The food plagued his soul with misery, bitter disappointment, and bewilderment. For Eugene liked to eat, and they had written about food better than anyone on earth. Since his childhood there had burned in his mind a memory of the food they wrote about. It was a memory drawn from a thousand books (of which Quentin Durward, curiously, was one), but most of all it came from that tremendous scene in Tom Brown at Rugby, which described the boy’s ride with his father through the frosty darkness, in an English stage-coach, the pause for breakfast at an inn, and the appearance of the host, jolly, red-faced, hospitable, who had rushed out to welcome them.
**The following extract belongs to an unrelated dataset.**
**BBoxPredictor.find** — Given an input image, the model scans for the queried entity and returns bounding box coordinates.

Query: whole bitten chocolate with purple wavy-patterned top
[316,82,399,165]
Eugene could remember with a gluttonous delight the breakfast which that hungry boy had devoured. It was a memory so touched with the magic relish of frost and darkness, smoking horses, the thrill, the ecstasy of the journey and a great adventure, the cheer, the warmth, the bustle of the inn, and the delicious abundance of the food they gave the boy, that the whole thing was evoked with blazing vividness, and now it would almost drive Eugene mad with hunger when he thought of it.
Now it seemed to him that these people had written so magnificently about good food not because they always had it, but because they had it rarely and therefore made great dreams and fantasies about it, and it seemed to him that this same quality—the quality of LACK rather than of POSSESSION, of desire rather than fulfilment— had got into everything they did, and made them dream great dreams, and do heroic acts, and had enriched their lives immeasurably.
They had been the greatest poets in the world because the love and substance of great poetry were so rare among them. Their poems were so full of the essential quality of sunlight because their lives had known sunlight briefly, and so shot through with the massy substance of essential gold (a matchless triumph of light and colour and material in which they have beaten the whole world by every standard of comparison) because their lives had known so much fog and rain, so little gold. And they had spoken best of April because April was so brief with them.
Thus from the grim grey of their skies they had alchemied gold, and from their hunger, glorious food, and from the raw bleakness of their lives and weathers they had drawn magic. And what was good among them had been won sternly, sparely, bitterly, from all that was ugly, dull, and painful in their lives, and, when it came, was more rare and beautiful than anything on earth.
But that also was theirs: it was another door Eugene could not enter.
LXIX
Later, Eugene could remember everything except the way he found the house and came to live there. But a man named Morison, who was staying at the “Mitre” when Eugene got there, found the house and gave him the address. He was a man of twenty-eight or thirty years, but he constantly seemed younger, much younger, no older than the average college youth, an illusion that was never permanent, however, and never for a moment convincing, because one felt constantly that everything about the man was spurious.
He had been, he said, a lieutenant in the flying corps, and had just the month before resigned his commission. And he said he had resigned his commission because he had received an appointment from the government in the African colonial service, and had been sent up to the university to take a special six months’ course in Colonial Administration, after which he would be “sent out” to assume his new duties in the Colonies. Finally, he was, he said, by birth, an Edinburgh Scotsman, although his family were by blood more English than Scotch, and he had lived most of his life in England. His references to his family were casual, easy, and indefinite, but carried with them, somehow, the connotations of aristocratic distinction.